Emakku yang menjadi single parent telah berhasil mengantarkan delapan putra -putrinya menjadi orang sukses dengan rasa persaudaraan yang kuat, sebab kami ditempa pada kondisi yang sama. Emak tidak pernah memikirkan tentang kebahagiannya selain kebahagiaan putra-putrinya. Namun saya tahu, keinginannya untuk bisa menunaikan ibadah haji begitu besar meski tak pernah dia katakana pada kami anak-anaknya.

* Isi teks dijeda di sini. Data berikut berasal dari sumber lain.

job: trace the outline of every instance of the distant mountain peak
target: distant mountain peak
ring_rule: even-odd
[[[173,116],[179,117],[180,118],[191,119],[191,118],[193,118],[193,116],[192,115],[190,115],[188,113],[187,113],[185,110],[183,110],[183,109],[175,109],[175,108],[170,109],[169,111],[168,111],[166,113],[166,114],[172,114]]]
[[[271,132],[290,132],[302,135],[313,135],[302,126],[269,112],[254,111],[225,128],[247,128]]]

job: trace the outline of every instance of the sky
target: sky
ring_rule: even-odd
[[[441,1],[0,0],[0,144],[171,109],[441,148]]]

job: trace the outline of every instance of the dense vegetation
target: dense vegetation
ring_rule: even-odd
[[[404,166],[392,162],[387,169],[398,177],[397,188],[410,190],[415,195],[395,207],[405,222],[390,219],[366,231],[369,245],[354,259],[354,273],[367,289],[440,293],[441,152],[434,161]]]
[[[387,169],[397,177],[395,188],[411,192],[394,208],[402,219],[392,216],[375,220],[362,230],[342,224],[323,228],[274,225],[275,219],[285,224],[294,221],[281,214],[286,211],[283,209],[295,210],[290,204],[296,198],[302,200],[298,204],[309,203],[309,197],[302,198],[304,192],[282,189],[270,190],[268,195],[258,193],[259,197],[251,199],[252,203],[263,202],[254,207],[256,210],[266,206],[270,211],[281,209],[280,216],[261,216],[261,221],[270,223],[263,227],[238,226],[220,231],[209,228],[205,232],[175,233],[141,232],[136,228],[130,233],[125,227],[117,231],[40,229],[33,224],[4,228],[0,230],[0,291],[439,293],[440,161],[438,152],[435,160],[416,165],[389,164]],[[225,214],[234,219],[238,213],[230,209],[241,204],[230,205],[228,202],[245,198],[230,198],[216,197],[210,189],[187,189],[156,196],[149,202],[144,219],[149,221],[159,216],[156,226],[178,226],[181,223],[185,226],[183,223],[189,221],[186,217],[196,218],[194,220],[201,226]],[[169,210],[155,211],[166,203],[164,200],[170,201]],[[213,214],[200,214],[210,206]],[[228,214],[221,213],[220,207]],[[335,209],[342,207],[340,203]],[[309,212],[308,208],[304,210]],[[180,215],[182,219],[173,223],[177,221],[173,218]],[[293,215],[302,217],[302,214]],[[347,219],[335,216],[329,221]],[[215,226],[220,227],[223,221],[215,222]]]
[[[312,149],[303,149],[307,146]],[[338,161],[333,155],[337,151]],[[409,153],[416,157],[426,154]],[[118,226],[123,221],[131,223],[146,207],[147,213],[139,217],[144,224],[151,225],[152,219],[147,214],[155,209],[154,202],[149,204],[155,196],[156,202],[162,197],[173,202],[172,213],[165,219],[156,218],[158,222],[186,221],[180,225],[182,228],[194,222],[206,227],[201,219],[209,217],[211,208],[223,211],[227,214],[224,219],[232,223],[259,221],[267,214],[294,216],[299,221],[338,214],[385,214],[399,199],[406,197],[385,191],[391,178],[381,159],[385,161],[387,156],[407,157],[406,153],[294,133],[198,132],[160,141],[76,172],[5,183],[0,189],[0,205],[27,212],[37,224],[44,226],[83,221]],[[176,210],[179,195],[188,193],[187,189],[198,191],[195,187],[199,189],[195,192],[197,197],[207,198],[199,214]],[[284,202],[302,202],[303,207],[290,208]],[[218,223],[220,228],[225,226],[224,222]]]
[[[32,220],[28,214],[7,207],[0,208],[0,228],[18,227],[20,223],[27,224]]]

Terbersit keinginanku untuk bisa menabung dan mendaftarkan emak berhaji meskipun aku dan suami masih sama-sama sebagai tenaga honorer waktu itu.
Berkat doa emak, tahun 1997 suamiku diangkat sebagai pegawai tetap BUMD, dan tahun 2008 aku menjadi CPNS guru. Karena terbiasa hidup sederhana maka kami tidak merubah pola hidup. Atas persetujuan suami, tahun 2009 aku mendaftarkan emak berhaji dengan dana talangan. Emak harus menunggu selama 7 tahun lebih untuk bisa berangkat.Â
Tahun 2014 aku dan suami juga mendaftar haji dengan estimasi 2030. Tahun 2017 emak mendapat panggilan haji di usia 72 tahun. Sementara kondisinya sudah mulai menua dan harus dibantu kursi roda tidak memungkinkan untuk berangkat haji sendiri. Subhanalloh, satu lagi pelajaran yang emak berikan kepadaku memberikan bukti. Aku yang estimasi haji berangkat tahun 2030, berkesempatan mendampingi emak berhaji di tahun 2017. Hanya perlu tiga tahun daftar tungguku berkat emak. Alloh memberiku kesempatan lebih cepat dibandingkan yang lain.
Kini emak telah damai di sisih Alloh SWT, empat bulan setelah menunaikan ibadah haji bersamaku. Namun semua ajaran yang emak berikan, akan tetap hidup pada kami anak-anak emak. Dan akan kami wariskan kepada cucu-cucu, serta buyut-buyut emak. Terimakasih atas semuanya ya, Mak.